Was ist der Featured-Bereich auf LinkedIn?

~0 minuten lesezeitAktualisiert: 6. Februar 2026

Die LinkedIn Featured Section ist eine visuelle Galerie, die sich im oberen Bereich Ihres Profils befindet und es Ihnen ermöglicht, herausragende Inhalte – Beiträge, Artikel, Links oder Medien – anzuheften, sodass jeder Besucher zuerst Ihre besten Arbeiten sieht.

LinkedIn-Profil mit hervorgehobener Featured Section

Der Featured-Bereich auf LinkedIn ist mehr als nur Dekoration; er ist eine erstklassige Präsentationsfläche, die:

  1. Ihre Expertise belegt (z. B. eine Keynote, ein Whitepaper oder ein Patent).
  2. Traffic auf externe Ressourcen lenkt – Landingpages, Anmeldeformulare, Podcasts.
  3. Ihr Personal Branding stärkt, indem virale Beiträge oder Presseartikel hervorgehoben werden.
  4. Leads fördert: Recruiter, Interessenten und Partner erkennen in Sekunden, was Sie tun.
  5. Social Proof unterstützt, etwa mit herunterladbaren Case Studies oder Testimonial-Videos.

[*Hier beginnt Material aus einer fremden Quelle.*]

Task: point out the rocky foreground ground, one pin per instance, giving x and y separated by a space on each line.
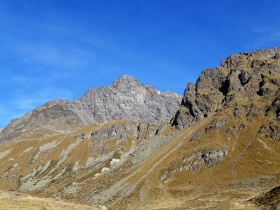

Schauen Sie sich was Sie auf LinkedIn posten können: 25+ Content-Ideen an, um Inspiration für Inhalte zu erhalten, die Sie in Ihrer Featured Section präsentieren können.

Wie funktioniert die LinkedIn Featured Section?

Wo findet man sie?

  1. Öffnen Sie Ihr LinkedIn-Profil, während Sie eingeloggt sind.
  2. Scrollen Sie direkt unter den Info-Bereich.
  3. Dort sehen Sie den Block „Featured“ – oder eine Aufforderung „Featured hinzufügen“, falls er noch leer ist.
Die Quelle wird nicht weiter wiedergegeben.